INTERVISTA A MARCO BENTIVOGLI, Segretario Generale della Fim-Cisl – “Il nuovo Governo lo misureremo sulle questioni concrete ma il contratto di programma è preoccupante: non c’è nulla su lavoro e industria” – “Il piano Fca ha aspetti positivi ma criticità sulla localizzazione degli investimenti e sulle alleanze” – “Basta con la tecnofobia” e nuove tutele per i lavoratori della gig economy.

Bentivogli: “Nuovo governo, piano Fca, tecnologie: ecco le sfide del sindacato”
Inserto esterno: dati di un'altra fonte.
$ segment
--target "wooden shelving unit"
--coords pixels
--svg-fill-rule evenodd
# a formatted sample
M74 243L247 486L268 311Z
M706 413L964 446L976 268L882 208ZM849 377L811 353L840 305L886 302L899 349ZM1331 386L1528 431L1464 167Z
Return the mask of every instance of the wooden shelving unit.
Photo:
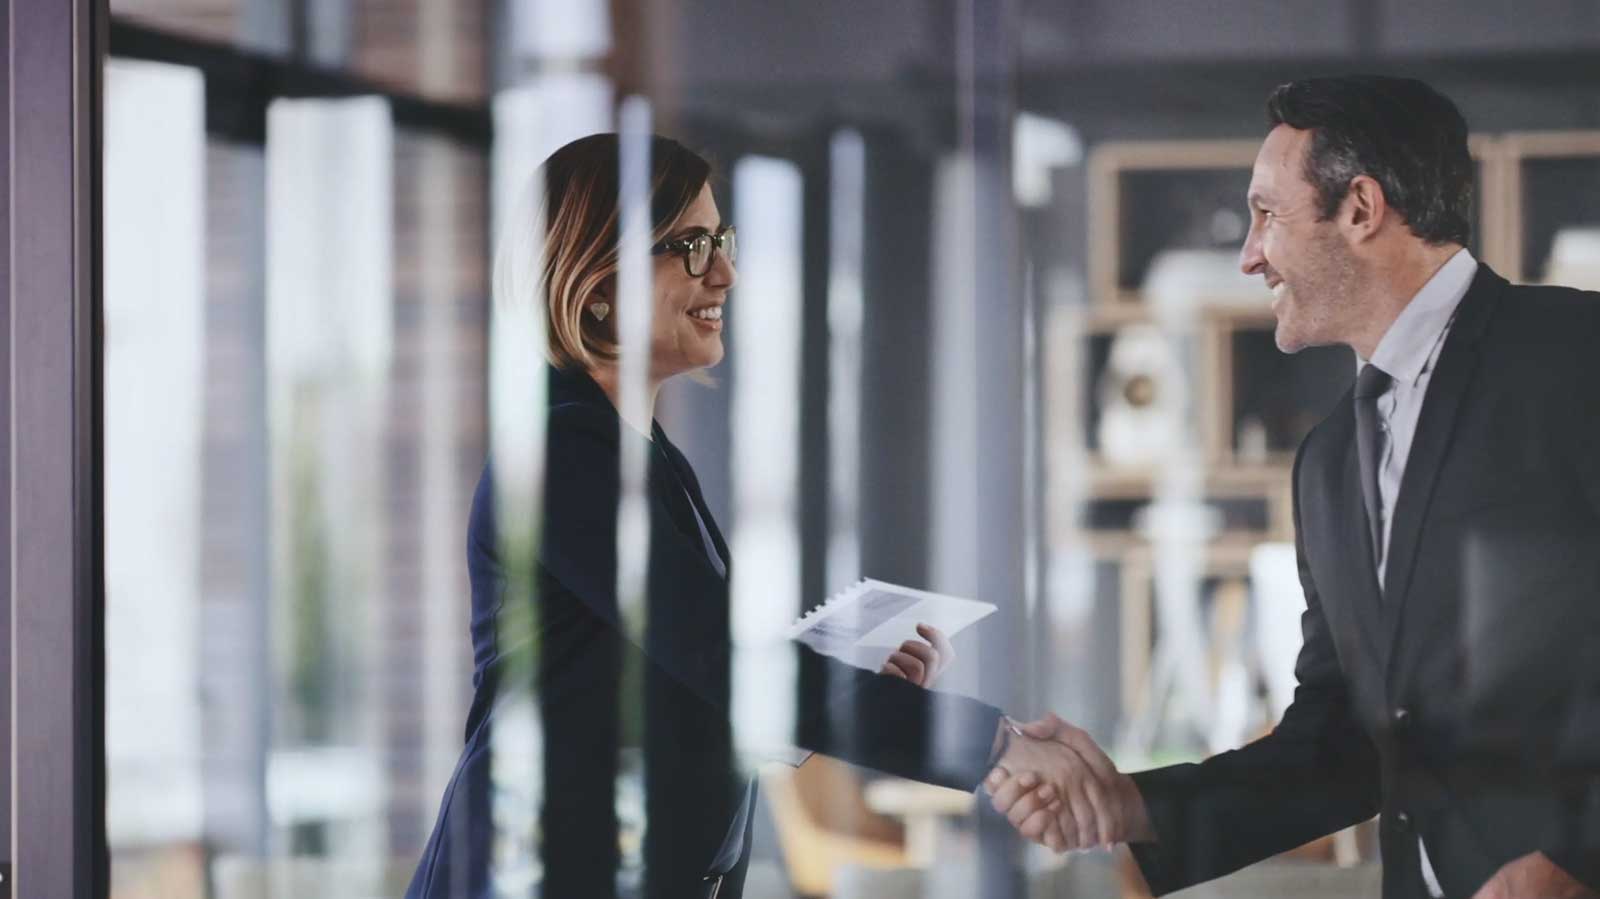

Dal nuovo piano industriale di Fca, l’ultimo di Sergio Marchionne, alla formazione del nuovo governo, fino alle nuove sfide del sindacato di cui si è discusso in diversi tavoli al Festival dell’Economia di Trento, che si è incentrato proprio sul tema “Tecnologia e lavoro”. Marco Bentivogli, segretario generale di Fim Cisl, il sindacato dei metalmeccanici della Cisl, illustra a FIRSTonline i suoi orientamenti partendo da un punto fermo: “La tecnologia è un valore, e non è vero che non è neutrale. Lo è, perché incorpora i valori di chi la utilizza, incarna i valori di chi la produce: dipende da noi e da come la utilizziamo se creerà o meno disuguaglianze. Ma è ora di dire basta alla tecnofobia: in molte fabbriche che visito sono gli stessi lavoratori a fare a gare per provare i nuovi sistemi. La tecnologia può migliorare le loro condizioni di lavoro e, soprattutto, la produttività”. Basta saperla usare nel modo giusto, ma questo richiede una rivoluzione culturale, anche al sindacato. Ecco perchè.
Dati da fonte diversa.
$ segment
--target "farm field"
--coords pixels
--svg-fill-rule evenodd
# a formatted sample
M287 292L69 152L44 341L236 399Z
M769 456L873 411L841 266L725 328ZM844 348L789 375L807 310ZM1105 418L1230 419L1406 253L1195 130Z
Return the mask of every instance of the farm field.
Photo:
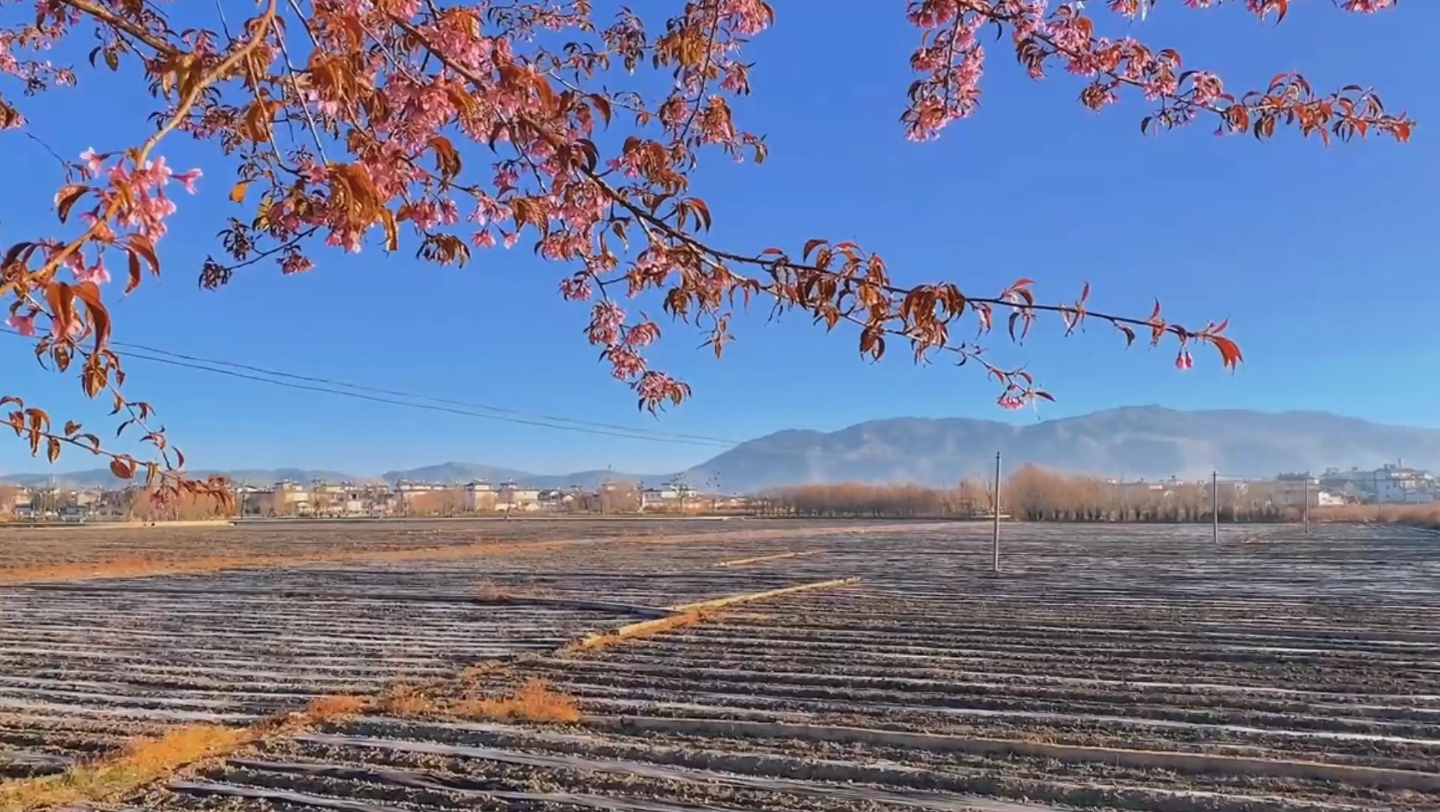
M836 523L807 523L821 528ZM182 526L6 529L0 526L0 583L135 574L145 568L200 571L239 565L472 555L497 544L598 542L689 537L715 532L789 532L793 522L749 519L740 528L714 519L499 519L314 522L253 521L238 527Z
M1215 545L1208 527L1013 525L995 576L977 524L602 524L417 524L442 538L414 542L416 557L0 586L0 771L13 785L136 733L246 725L398 680L428 681L439 701L265 736L119 803L1440 808L1434 534L1227 527ZM336 534L303 543L320 550L410 543L315 532ZM477 533L501 543L494 554L468 549ZM122 542L106 543L125 554ZM447 545L463 554L431 552ZM26 549L26 566L41 563ZM822 582L566 645L659 607ZM497 660L478 683L458 679ZM535 677L574 697L580 720L445 710L450 694Z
Gli ultimi dati congiunturali dicono che l’industria italiana è ripartita e che il fatturato tornerà nel 2019 ai livelli pre-crisi, ma che l’occupazione è ancora lontana da quella del 2007. E in Italia investiamo sempre più in robotica. Il lavoro nelle fabbriche è in pericolo?
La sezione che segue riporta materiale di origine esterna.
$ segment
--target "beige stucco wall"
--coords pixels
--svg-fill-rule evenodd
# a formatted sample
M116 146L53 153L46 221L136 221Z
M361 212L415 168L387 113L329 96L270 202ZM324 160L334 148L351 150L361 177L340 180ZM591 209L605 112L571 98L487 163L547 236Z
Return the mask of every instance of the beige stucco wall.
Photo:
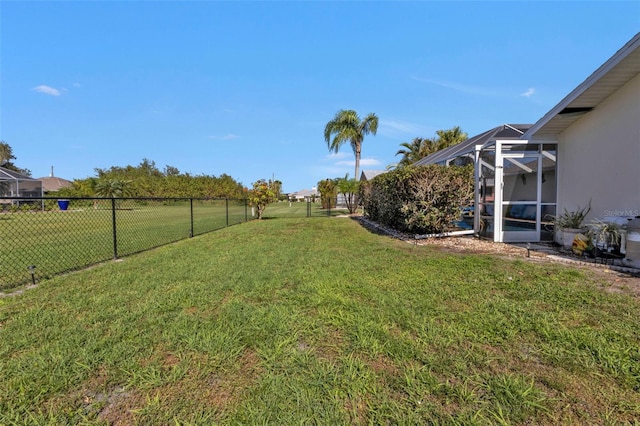
M558 213L640 215L640 74L558 137Z

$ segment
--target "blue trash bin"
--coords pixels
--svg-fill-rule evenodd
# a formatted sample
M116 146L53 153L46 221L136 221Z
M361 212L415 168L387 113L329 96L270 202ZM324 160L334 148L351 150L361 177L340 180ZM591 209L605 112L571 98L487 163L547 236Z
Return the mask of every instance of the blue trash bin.
M58 200L58 207L60 210L66 210L69 208L69 200Z

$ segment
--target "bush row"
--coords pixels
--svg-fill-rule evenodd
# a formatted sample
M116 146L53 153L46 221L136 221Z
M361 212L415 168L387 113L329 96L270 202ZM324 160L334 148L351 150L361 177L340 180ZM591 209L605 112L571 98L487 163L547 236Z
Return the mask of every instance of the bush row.
M473 203L473 166L408 166L363 182L365 215L398 231L446 232Z

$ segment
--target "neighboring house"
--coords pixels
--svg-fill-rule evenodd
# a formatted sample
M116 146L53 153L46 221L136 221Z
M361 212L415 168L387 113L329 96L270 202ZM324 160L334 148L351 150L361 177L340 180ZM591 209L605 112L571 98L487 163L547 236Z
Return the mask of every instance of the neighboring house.
M363 170L362 173L360 173L360 181L366 182L386 172L386 170Z
M42 197L42 182L0 167L0 196L39 198Z
M312 200L313 198L318 196L318 191L316 188L312 189L303 189L302 191L292 192L289 194L289 199L292 201L305 201Z
M554 215L589 203L587 221L640 215L640 33L535 124L416 162L470 163L474 230L494 241L550 240Z
M47 177L38 178L42 182L42 189L45 194L49 192L56 192L62 188L68 188L73 185L73 182L53 175L53 167L51 167L51 174Z

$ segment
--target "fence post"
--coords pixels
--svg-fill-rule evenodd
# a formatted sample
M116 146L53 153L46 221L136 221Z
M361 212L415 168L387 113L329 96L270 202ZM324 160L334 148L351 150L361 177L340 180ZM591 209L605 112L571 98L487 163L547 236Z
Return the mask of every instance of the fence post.
M247 208L249 207L249 203L247 202L247 199L244 199L244 221L248 222L249 221L249 212L247 212Z
M193 238L193 198L189 198L189 209L191 210L191 229L189 230L189 237Z
M118 259L118 233L116 231L116 199L111 197L111 227L113 229L113 260Z
M229 199L224 199L225 210L227 212L227 226L229 226Z

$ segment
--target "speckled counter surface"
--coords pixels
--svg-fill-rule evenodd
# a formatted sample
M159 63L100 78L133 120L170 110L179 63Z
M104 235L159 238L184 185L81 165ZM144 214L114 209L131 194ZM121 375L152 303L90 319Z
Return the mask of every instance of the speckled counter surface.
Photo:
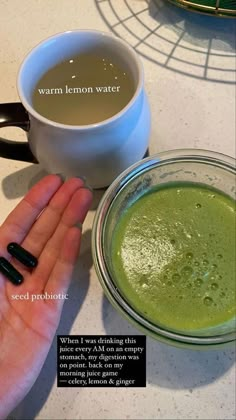
M114 31L140 53L152 110L150 153L194 147L235 155L235 22L186 13L157 0L1 0L0 102L18 100L27 52L75 28ZM18 129L1 136L24 139ZM0 158L0 222L45 174L40 165ZM95 194L94 209L101 197ZM84 224L81 256L61 334L138 334L111 307L94 272ZM146 388L57 388L56 344L15 419L233 419L235 351L175 349L147 339Z

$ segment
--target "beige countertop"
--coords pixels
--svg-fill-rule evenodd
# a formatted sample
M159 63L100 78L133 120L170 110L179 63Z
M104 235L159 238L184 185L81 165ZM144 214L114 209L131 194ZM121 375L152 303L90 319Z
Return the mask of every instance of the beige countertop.
M192 14L161 0L2 0L0 102L18 101L16 76L29 50L69 29L113 31L140 53L152 111L150 153L203 148L235 156L235 22ZM20 129L1 137L24 139ZM0 223L45 174L0 158ZM98 202L101 193L95 193ZM96 204L96 203L95 203ZM94 206L95 207L95 206ZM138 334L104 297L90 248L95 210L60 334ZM57 388L56 341L14 419L233 419L235 351L175 349L147 339L146 388Z

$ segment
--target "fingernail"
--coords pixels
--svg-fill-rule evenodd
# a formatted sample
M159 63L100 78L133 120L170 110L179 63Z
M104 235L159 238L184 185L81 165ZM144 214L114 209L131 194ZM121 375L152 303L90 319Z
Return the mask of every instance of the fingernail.
M84 188L86 188L86 190L89 190L93 194L93 188L90 187L90 185L87 182L85 182Z
M55 175L59 176L59 178L61 178L62 182L64 182L65 179L66 179L65 175L63 175L61 173L60 174L55 174Z
M76 178L82 179L84 183L83 188L86 188L87 190L91 191L91 193L93 193L93 188L88 184L87 178L85 176L77 176Z
M86 183L86 177L83 175L80 176L76 176L76 178L81 179L81 181L83 181L84 183Z
M81 222L77 222L77 223L75 223L75 225L74 225L75 227L77 227L78 229L80 229L81 231L82 231L82 229L83 229L83 223L81 223Z

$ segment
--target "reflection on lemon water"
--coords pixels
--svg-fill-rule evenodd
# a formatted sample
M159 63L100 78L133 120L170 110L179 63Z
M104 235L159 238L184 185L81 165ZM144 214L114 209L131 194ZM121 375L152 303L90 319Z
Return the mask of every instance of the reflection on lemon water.
M118 59L96 48L49 69L37 82L32 103L52 121L86 125L117 114L134 90L129 72Z

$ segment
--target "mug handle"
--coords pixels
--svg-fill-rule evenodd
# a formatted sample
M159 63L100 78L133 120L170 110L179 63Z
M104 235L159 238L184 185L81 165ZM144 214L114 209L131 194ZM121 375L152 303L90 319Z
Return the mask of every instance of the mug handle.
M0 128L11 126L29 131L29 114L20 102L0 104ZM38 163L27 142L10 141L1 137L0 157Z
“No, assolutamente: la tecnologia ha sempre prodotto più lavoro di quanto ne abbia cancellato. Se guardiamo alcuni tra i Paesi più tecnologici del mondo come Corea del Sud, Giappone, Germania, hanno tassi di disoccupazione intorno al 3%. Se facciamo fatica a crescere e ad assumere è perché mancano la cultura industriale e gli investimenti, ma non è colpa della tecnologia. Le infrastrutture digitali ed economiche che cambieranno le vite delle persone sono un qualcosa che sta già avvenendo. La sfida vera è come il Paese si candida a muoversi nel cambiamento. Un Paese serio costruisce dentro di sè la capacità di anticipare ciò che serve: noi, come Fim-Cisl, nell’ultimo contratto nazionale abbiamo conquistato il diritto soggettivo alla formazione, cioè accanto al salario la formazione va garantita a tutti e deve essere l’incrocio tra i bisogni delle imprese e la costruzione delle competenze dei lavoratori necessarie a soddisfarli. Ecco perché servono reti diffuse dove le persone possano riqualificarsi e ricollocarsi. Durante la crisi il sindacato ha dovuto proteggere le persone, ora invece siamo impegnati a elevare le persone e le loro competenze per renderle più forti dentro questo grande cambiamento. Noi vogliamo stare nel futuro e la tecnologia è un grande alleato per umanizzare il lavoro e per liberare la persona nel lavoro. Per esempio, anche attraverso lo smart working, che è uno strumento che sta funzionando e che è possibile grazie alla tecnologia”.

Il sindacato, secondo lei, come deve cogliere questa nuova sfida?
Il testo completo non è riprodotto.